Most outboard motors (counter or cross-flow types) are stored on their side with one side of the engine facing upward. While in this position, lubricant can accumulate in the crank chamber of the engine. The lubricant may then leak into the combustion chamber through the space between the cylinders and the piston. When the engine is started, this lubricant may cause poor emissions and retard ignition. It is, therefore, another object of the present invention to provide an improved lubrication system that prevents lubricant from accumulating in the crank chamber during storage.

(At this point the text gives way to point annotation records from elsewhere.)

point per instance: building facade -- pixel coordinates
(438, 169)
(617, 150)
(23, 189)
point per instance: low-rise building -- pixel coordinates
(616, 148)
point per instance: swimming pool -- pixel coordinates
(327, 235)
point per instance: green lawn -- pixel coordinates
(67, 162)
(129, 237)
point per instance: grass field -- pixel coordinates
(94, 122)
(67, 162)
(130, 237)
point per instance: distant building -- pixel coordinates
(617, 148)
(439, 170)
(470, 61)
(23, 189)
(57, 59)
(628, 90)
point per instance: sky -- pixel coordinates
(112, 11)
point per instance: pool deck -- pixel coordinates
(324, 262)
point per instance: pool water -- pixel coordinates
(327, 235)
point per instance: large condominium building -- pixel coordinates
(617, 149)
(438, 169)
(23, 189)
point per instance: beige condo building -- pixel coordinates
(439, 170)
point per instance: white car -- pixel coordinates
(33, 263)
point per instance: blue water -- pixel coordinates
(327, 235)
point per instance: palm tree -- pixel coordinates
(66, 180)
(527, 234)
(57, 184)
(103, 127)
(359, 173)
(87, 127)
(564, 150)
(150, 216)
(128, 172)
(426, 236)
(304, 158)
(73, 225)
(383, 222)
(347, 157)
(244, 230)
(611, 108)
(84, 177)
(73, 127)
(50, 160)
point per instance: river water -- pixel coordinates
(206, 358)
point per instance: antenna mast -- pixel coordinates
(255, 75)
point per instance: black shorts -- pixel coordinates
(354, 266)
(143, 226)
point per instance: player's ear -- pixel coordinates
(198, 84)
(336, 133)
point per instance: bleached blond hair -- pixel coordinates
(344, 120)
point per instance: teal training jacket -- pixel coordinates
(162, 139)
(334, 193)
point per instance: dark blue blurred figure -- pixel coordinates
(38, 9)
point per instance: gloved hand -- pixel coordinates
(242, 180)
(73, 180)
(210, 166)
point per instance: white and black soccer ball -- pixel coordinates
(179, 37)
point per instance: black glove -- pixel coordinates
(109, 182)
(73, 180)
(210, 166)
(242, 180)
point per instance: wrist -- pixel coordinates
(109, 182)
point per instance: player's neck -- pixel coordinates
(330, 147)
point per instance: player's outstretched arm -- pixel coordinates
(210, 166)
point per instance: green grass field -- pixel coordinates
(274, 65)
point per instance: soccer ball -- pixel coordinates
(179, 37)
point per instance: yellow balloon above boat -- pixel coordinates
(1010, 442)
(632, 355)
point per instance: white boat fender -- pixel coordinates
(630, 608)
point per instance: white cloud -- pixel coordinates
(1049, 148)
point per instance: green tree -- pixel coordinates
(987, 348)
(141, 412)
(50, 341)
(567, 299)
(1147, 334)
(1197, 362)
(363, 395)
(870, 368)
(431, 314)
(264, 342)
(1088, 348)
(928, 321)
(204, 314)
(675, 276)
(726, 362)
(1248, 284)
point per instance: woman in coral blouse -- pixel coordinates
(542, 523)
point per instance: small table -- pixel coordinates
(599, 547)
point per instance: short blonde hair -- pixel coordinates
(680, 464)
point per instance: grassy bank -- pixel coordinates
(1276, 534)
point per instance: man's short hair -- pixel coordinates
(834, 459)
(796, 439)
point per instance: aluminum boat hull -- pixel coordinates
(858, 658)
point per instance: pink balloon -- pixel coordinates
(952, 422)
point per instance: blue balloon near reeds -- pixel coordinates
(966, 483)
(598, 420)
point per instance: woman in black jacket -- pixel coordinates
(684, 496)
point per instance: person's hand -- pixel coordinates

It is well known that the lubricant in the lubricant reservoir must be periodically removed and changed. Accordingly, an lubricant drain for the lubricant reservoir is provided and is typically located near the center or rear side of the bottom surface of the lubricant reservoir. To add lubricant, an insertion port is also provided. Usually, the lubricant is drained from the reservoir by removing a plug of the lubricant drain. Alternatively, lubricant can be sucked out of the lubricant reservoir through a suction pipe that has been inserted into the insertion port. Typically, a problem with both of these methods is that old lubricant still remains in the bottom of the lubricant reservoir. A need therefore exists for an improved means for removing most or all of the lubricant from the lubricant reservoir.